Maybe I have a lower tolerance for noise. My shots aren't all macro distance, either. Sometimes I have background that needs proper exposure and the tiny little sensor just can't handle that much range or exposure time. (I don't do the in-camera bracketing /HDR because I generally shoot RAW so I can look at the white balance on something other than my phone screen)

This is straight from my pixel 5 in a room in which I could still read a book. There's plenty of noise. I take plenty of watch shots in this room for a specific style that I like to print. I suppose you can call it low light, but I find plenty of situations where I can see noise in the shadows of well-lit shots.


----------



## longtimelurker (Oct 16, 2020)

scuttle said:


> Don't: it's nonsense. Read this by a well known professional photographer:
> 
> The iPhone as a camera
> 
> ...


I also don't agree that a DSLR is always better than any phone. Lens selection, ergonomics, and sensor size are the only real drawbacks. And those don't always or even often apply.


----------



## scuttle (Dec 15, 2008)

longtimelurker said:


> Pretty much EVERY modern phone is going to show iso noise in a darkened or even dimmed room. You know, like when you are trying to get some lume shots or longer exposures.


Ugh - it gets worse...

No. If you're shooting the lume, you set the exposure FOR THE LUME. Not for the darkened room. If your freshly juiced lume isn't bright enough for a phone to shoot a close up of without grain then your lume isn't worth shooting...



> This is straight from my pixel 5 in a room in which I could still read a book.


And you don't actually understand what caused the problem with the shot. (Hint: dynamic range...) Which is one that is completely irrelevant to how any vaguely competent person would take a shot of a watch for sale, which is what the OP asked about.

And I say this as someone with a fullframe DSLR handy, a portfolio good enough so that I shoot "trade" with professional models - My Site - who fanatically shot macro of insects as a kid... Really: you shouldn't be giving people advice that can cost them money.


----------



## longtimelurker (Oct 16, 2020)

scuttle said:


> Ugh - it gets worse...
> 
> No. If you're shooting the lume, you set the exposure FOR THE LUME. Not for the darkened room.


I didn't give anyone any advice. Certainly not to buy anything.


----------



## scuttle (Dec 15, 2008)

Basically: if you want to shoot a watch for sale, a phone is fine. The main thing is to get the lighting right - improvise a light box like this:

How to Make a DIY Light Box Guide

You may benefit from having an app that gives you control of your phone camera settings manually. Other than that the main hassle is lint.


----------



## scuttle (Dec 15, 2008)

longtimelurker said:


> No sh*t, sherlock. Still doesn't solve the dynamic range problem. I don't only want to expose just the lume.

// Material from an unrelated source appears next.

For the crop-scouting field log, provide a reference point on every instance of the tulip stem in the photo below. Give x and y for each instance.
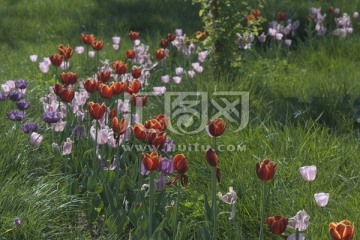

But what you want has nothing with what the OP asked about. Nobody. Cares. About. What. You. Want. Because this thread isn't about you. Not everything is.

(And your stated goal is easily accomplished by improvising a support for the phone and taking two shots at different exposures...)


----------



## munizfire (Oct 25, 2018)

I use both (iPhone 12 Pro & Nikon D5600 with basic kit lens), but personally I like the camera shots better.

Example: 

















(Pretty sure you guys can identify which one is which, although both did a great job at capturing different things)


----------



## CVK (Mar 16, 2021)

The camera shoots works better. I personally use Sony A7 MKII with a 90mm Macro lens.


----------